Imagine if peace were as ubiquitous as flip flops?
Flip flops are my footwear of choice, maybe yours as well. Simple, easy to put on, comfortable and easy to care for. What’s not to like? Perhaps you even wear them to make some form of sartorial statement.
How about wearing flip flops to make a political statement, and maybe even help change the focus in war zones from conflict to prosperity?
Let me introduce you to Combat Flip Flops and the Unarmed Forces.
“Each day brings tragic events. Decades of radicalism fueled by ignorance create indifference and helplessness. The cycle of violence and injustice continues. As humans, we should have figured this out by now. Can it change?
We felt the same way too. Asked the same question. As business leaders, we listened to the rhetoric, and saw the hypocrisy. As special operations veterans, we ‘defended our freedom,’ and discovered the wars went against everything we hoped for. Through understanding and compassion, we found a new path forward–a mechanism of change.”
It started when I read about them somewhere online. As a veteran, reading about a veteran-owned business caught my attention. Vet’s make flops, I’m in. So, I order a pair of Floperators.
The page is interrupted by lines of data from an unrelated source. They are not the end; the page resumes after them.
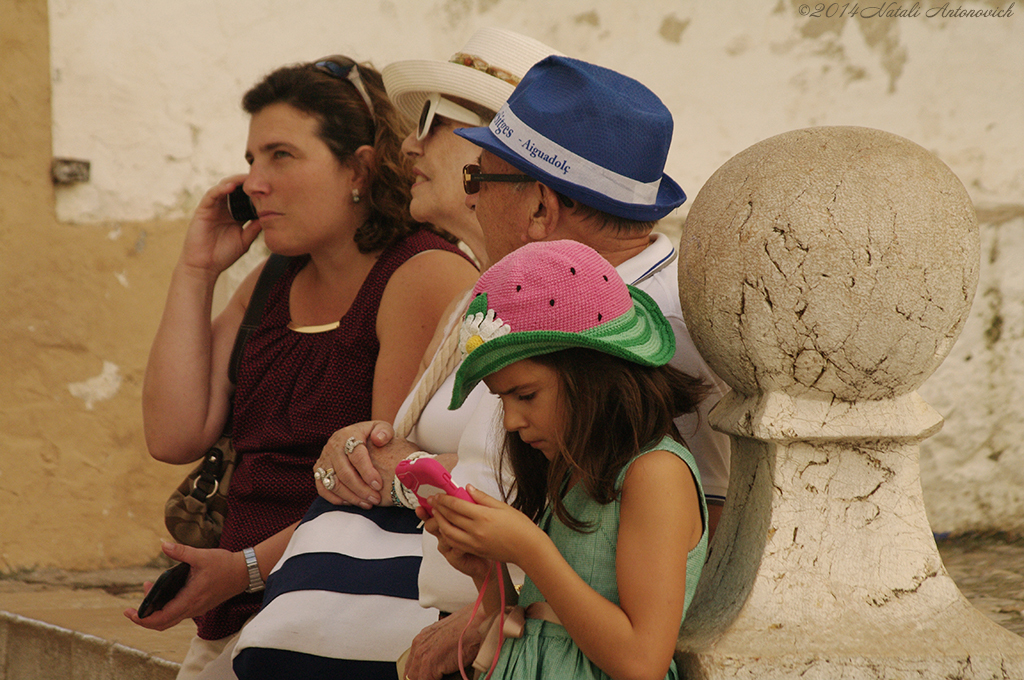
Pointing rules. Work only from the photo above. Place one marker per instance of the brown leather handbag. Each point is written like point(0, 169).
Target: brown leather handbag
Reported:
point(195, 512)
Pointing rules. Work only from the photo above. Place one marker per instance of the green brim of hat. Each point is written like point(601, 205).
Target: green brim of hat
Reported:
point(642, 336)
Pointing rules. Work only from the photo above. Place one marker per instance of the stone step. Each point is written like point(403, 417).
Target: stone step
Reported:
point(59, 626)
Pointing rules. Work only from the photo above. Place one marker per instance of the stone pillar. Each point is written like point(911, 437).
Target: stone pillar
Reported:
point(824, 274)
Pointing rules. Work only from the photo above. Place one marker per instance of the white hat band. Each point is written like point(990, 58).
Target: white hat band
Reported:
point(545, 154)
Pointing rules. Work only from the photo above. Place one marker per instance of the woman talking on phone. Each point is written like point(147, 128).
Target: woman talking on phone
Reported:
point(340, 339)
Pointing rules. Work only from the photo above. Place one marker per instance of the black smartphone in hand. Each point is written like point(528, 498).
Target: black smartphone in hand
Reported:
point(241, 206)
point(167, 586)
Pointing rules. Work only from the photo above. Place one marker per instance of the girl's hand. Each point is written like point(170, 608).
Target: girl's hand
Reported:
point(214, 241)
point(487, 529)
point(469, 564)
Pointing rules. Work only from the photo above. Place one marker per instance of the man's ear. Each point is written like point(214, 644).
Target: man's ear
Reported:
point(544, 221)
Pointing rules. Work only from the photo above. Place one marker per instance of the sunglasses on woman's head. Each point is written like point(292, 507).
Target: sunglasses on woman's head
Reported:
point(343, 68)
point(438, 105)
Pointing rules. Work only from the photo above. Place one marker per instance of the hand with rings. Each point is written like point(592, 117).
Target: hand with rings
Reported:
point(326, 477)
point(364, 456)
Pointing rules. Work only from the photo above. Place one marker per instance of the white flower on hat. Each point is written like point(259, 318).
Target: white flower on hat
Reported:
point(479, 328)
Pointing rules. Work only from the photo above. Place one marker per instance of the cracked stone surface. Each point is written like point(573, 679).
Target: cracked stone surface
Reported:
point(834, 260)
point(824, 274)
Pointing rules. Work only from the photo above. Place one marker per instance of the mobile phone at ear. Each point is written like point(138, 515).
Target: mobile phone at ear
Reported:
point(167, 586)
point(426, 477)
point(241, 206)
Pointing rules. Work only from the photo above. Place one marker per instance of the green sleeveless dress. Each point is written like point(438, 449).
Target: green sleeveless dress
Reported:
point(546, 650)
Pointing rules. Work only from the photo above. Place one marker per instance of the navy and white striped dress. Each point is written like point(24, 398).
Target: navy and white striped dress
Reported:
point(344, 614)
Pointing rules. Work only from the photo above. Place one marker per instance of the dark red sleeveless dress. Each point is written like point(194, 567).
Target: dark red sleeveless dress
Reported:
point(294, 391)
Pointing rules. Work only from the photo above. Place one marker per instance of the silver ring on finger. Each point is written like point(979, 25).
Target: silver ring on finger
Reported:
point(329, 479)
They are adorned with this credo: “slow is smooth and smooth is fast.”
As a veteran, I have been asked: “what do you think about war?” I respond with “what do you think about cancer?” Now here is a company making flip flops, shemaghs and other cool stuff that cops to the attitude that wars are stupid.
“As a species, we have been repeating this insane habit of putting little metal projectiles into one another as a method of foreign policy because our leaders can’t figure out how to do their job. Then they sell it to us as an honorable, massive achievement after we spend trillions of dollars putting ourselves in the same position to do it all over again. Wasting human potential and natural resources through the entire process. When you say it out loud, the absurdity of war should be apparent.”
These cats articulated my worldview and even better were putting products out that walked the talk. They earned my money, and I was proud to join the Unarmed Forces.”
This winter they published Steps Ascending: Rise of the Unarmed Forces. Griffin and Lee, the authors, take you behind the scenes to tell the tale of how they used their special operations training to launch Combat Flip Flops. Even better, they help answer this question they pose in the foreword:
“What if funding for schools in the most deserving and necessary parts of the world could come directly from or be supplemented by for-profit business? What if part of that business model simultaneously activated that same underutilized workforce?”
I promise you that answer is there, and it is worth the read to discover it.
So when you see me wearing floperators or a CFF shemaugh, now you know why.